With the click of the seatbelt, I turned toward William and smiled. “I really appreciate what you’re doing. I wouldn’t have known who to trust.”
“Allison, if anyone can fix that old car, it’ll be my buddy John. I’m glad I could point you in the right direction.” Pulling away from the curb, we began the trip back to my house.
The friendship we shared showed signs of blossoming into something more, and the prospect of spending the next thirty minutes together left me just a bit nervous. As we drove we made small talk. I struggled to hold up my end of the conversation, but William had no problem filling the void.
Before long our route led us through a familiar city and I jumped at the opportunity to contribute to the conversation. “Fairgrove… I lived here a long time ago.” Once I got started, the words wouldn’t stop, and before I knew it, I had related everything I remembered about my time there. “…I don’t remember where my house was-I was only five, but I’d love to find it some day. I do remember the little boy next door. His name was Clark Simpson, and he was stupid.” Before William could respond to my unexpected proclamation, I stated my case. “He ate dirt- I saw him! I told him he shouldn’t do that, but he just told me to leave him alone. So I did. That’s the only thing I remember about him, but I know he had a sister named Carol, and I remember they had a green wooden fence. ...There were balls on top…of the posts.” The flood of words trickled to a stop, giving way to the fear that my assessment of Clark’s intelligence might be considered inappropriate. Heat slowly crept up my neck. The amused expression on William’s face relieved my fears.
“So, you remember Clark Simpson, huh?”
“Yes, that was his name. Isn’t it strange that I would remember him at all? I don’t think I even saw him except for the one time.”
With a slight shake of his head, William turned his attention back to the road and introduced another topic of conversation. It was a pleasant drive, and his friendly manner soon put me at ease. I tried not to think about my lack of discretion.
Several days later we headed back to pick up my car. By now, we both welcomed any excuse to spend time together, and the miles and the minutes passed unnoticed until William turned down a side street. It was obvious we weren’t in the right neighborhood and I turned toward him, questioning. With just the hint of a grin, he asked, “Allison, do you know where you are?”

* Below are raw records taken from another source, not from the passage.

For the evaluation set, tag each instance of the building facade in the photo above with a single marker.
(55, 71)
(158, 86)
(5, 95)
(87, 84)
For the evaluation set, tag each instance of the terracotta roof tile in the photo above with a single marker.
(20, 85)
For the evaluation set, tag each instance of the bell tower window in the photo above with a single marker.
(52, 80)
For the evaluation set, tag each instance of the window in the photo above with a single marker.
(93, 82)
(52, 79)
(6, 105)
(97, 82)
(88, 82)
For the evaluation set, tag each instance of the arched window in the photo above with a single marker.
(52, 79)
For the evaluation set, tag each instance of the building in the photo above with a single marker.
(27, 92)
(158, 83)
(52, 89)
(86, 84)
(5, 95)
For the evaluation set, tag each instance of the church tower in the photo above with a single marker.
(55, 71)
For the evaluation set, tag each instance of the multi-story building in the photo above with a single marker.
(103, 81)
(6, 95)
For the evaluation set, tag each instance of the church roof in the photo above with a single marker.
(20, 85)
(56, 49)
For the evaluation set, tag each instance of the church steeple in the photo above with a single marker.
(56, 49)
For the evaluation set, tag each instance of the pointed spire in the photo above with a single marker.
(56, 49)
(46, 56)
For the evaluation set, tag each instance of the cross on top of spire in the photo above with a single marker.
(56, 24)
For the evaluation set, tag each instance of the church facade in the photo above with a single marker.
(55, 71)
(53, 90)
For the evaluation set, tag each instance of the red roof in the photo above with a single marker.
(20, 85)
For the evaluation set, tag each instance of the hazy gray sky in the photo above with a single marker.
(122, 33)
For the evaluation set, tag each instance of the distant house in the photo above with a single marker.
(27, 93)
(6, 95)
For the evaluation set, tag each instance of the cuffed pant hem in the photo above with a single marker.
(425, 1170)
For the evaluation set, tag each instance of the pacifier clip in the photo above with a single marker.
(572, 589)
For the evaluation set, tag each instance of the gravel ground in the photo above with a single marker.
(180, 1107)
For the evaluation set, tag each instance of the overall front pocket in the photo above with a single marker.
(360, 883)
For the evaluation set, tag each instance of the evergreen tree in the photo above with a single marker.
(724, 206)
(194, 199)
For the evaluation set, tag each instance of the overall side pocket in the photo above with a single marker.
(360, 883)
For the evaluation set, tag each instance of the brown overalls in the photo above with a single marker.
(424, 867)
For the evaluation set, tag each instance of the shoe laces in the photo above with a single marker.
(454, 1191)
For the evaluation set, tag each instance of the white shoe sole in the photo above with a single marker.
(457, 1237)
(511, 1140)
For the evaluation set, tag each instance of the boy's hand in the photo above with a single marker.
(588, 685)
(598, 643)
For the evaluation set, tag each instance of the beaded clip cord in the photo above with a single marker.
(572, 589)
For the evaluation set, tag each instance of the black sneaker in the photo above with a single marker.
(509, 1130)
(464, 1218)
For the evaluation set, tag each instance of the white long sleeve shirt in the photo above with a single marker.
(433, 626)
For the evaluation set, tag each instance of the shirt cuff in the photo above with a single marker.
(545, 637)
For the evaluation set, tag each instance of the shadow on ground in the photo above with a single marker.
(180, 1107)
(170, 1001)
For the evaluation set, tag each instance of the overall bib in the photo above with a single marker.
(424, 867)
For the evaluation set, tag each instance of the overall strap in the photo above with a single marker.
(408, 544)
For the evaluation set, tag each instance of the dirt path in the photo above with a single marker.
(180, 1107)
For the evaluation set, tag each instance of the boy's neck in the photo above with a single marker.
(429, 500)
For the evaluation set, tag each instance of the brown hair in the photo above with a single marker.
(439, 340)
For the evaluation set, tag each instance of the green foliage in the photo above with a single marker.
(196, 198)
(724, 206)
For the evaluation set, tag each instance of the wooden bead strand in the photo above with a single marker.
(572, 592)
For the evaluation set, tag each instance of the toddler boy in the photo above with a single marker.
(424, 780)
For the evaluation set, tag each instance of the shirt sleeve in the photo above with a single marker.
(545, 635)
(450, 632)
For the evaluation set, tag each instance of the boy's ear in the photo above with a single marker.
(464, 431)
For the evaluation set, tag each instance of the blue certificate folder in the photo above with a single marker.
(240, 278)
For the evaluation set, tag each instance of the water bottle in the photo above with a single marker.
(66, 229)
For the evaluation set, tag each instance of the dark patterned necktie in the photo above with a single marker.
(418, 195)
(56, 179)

“I don’t think so…Should I? Nothing looks familiar.”
As I spoke, William pulled over in front of an old yellow bungalow. “Well, it has been a long time.” Pointing at the next house, he said, “That’s where Clark lived.”
“Clark who…? Do you mean Clark Simpson…? You knew Clark Simpson?” My surprise kept me from thinking clearly for a minute, but then it came to me. “Then this one is my old house…”
A smile spread across William’s face as he watched my delighted reaction to his surprise. “Yeah, I knew Clark. I lived in Fairgrove, too, when I was growing up. I spent a lot of happy hours inside that house. His mom was like a second Mother to me.”
Though I too was smiling, I couldn’t stop my mouth from hanging open. “You didn’t even say anything the other day…and I went on and on about Clark…” My excitement faded as I recalled my unfriendly remark.
“Oh, don’t let that bother you. Everybody that knew him felt the same way. He never changed, he just found more outrageous things to do, but we loved him anyway.”
Just that easily, William dismissed my mistake. My eyes sought his and I smiled my gratitude, but my heart timidly avowed “How sweet you are!”
Blinking, I turned for another look at the house that was the site of my earliest memories, realizing too, that a precious new memory had just been made. William’s sweet surprise did something to my heart that day. As we spent more time together we discovered many other similarities in our pasts. We also discovered a compatibility that drew our spirits close. Today, we look to the future with hopes of making many more memories together.